If a friend or family member calls you from jail, they might need some help getting bailed out. If they are bailed out of jail, they get to go home and have an easy time finding and working with a defense attorney until it is time to go before the judge. However, if you have never had to find a bail bondsman to work with, there is a chance that you are not familiar with what is needed or what you should expect from the entire experience. To help make sure that you are more aware, you will want to examine the following information.

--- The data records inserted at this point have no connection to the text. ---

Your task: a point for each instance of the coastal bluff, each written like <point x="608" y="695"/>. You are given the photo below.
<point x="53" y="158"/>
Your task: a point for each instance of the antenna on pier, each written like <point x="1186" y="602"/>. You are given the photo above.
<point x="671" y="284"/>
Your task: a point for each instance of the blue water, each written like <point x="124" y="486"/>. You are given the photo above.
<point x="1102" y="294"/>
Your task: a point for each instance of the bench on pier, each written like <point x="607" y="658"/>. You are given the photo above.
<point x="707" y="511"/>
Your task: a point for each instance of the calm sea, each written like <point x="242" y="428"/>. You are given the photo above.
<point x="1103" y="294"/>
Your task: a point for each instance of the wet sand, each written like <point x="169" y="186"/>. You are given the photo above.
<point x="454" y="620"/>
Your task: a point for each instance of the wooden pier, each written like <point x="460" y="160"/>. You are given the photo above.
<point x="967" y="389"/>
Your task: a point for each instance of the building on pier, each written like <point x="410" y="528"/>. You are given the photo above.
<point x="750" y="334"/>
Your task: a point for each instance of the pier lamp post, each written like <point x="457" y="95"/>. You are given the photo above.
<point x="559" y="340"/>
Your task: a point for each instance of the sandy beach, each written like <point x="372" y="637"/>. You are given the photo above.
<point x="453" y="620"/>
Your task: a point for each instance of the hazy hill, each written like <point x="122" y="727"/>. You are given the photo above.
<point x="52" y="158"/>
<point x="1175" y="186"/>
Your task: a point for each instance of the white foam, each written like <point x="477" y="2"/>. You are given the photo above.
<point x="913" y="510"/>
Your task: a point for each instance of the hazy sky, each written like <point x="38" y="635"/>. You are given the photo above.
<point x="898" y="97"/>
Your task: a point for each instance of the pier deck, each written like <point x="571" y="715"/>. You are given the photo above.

You Will Need Proper Identification
Depending on the rules of the specific bondsman that you go to, all you might need is a current driver's license or state ID. Some bondspeople will also want a current bill that is addressed to your physical property, as a way to prove that you live where you say you live. This is so that if anyone ever tried hiding the money they owe the bondsperson should their friend or family member go on the run, they know where they can have a court summons sent to. Remember that you are responsible for the full amount of the bond if your loved one does not follow through with what they are supposed to do.
You May Still Need Cash
In most cases, you will still need some cash to go towards the bond. It is usually a set percentage of the bond amount, such as ten percent. If you do not have that cash on hand, you can try to get a cash advance from a credit card, borrow from friends or family, or get a pay advance. In some circumstances, the bondsman may be willing to reduce the amount of cash you need.
You Might Need Collateral To Offer
If the bond amount is high, the bondsman usually requests some collateral, such as a title to a boat or ATV. It could be the title to your vehicle if it is paid off. It could even be the deed to your home or to a vacation home that you have. This secures the transaction so their financial interest is protected. If the bond agreement is not fulfilled and you do not pay them back what is owed, they could repossess the thing you put up as collateral.